An update from Anne, a graduate student in history with a focus on the U.S. Southwest and Mexico who is doing research on Indian history:

Tlapazola_firing_pots.jpg Although I have enjoyed every day of the program so far, today might just have been my favorite. Because of my academic and personal interest in Native crafts and continuation of tradition, the red clay workshop at Tlapazola was right up my alley.

Here we interacted with three generations of women potters. They work quickly and with great love. They used cornhusks to work the clay and to bring the piece to a desired height and thickness. They do all of this without a potter’s wheel, using the same techniques as in pre-Hispanic times.

Tlapazola_potters.jpg What I found most remarkable about this workshop was the interaction between the women as well as our group of onlookers. They finish each other’s sentences without hesitation and act as a unit, while still maintaining very individualized personalities. We not only watched them at work, but we engaged in memorable conversations about their lives and their histories, making this day very personable and touching.
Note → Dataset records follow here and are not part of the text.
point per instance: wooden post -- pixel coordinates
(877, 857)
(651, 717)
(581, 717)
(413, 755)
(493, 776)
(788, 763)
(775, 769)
I could not wait to purchase some pieces, as a way to both bring the makers into my home and to maintain a relationship, however distant, with the potters.

It is here that we also witnessed the impact that family members working in the United States have on the lives of those remaining in the community. While it might not be much money for some of us, the smallest amount makes a monumental difference for those here. Understanding the ramifications of this perhaps makes some of us more sensitive to an array of immigrant issues, but I only really speak for myself.

We were lucky, too, because they also fed us a yellow-based mole with chickens that came from their home, making this a well-rounded and deeply satisfying experience.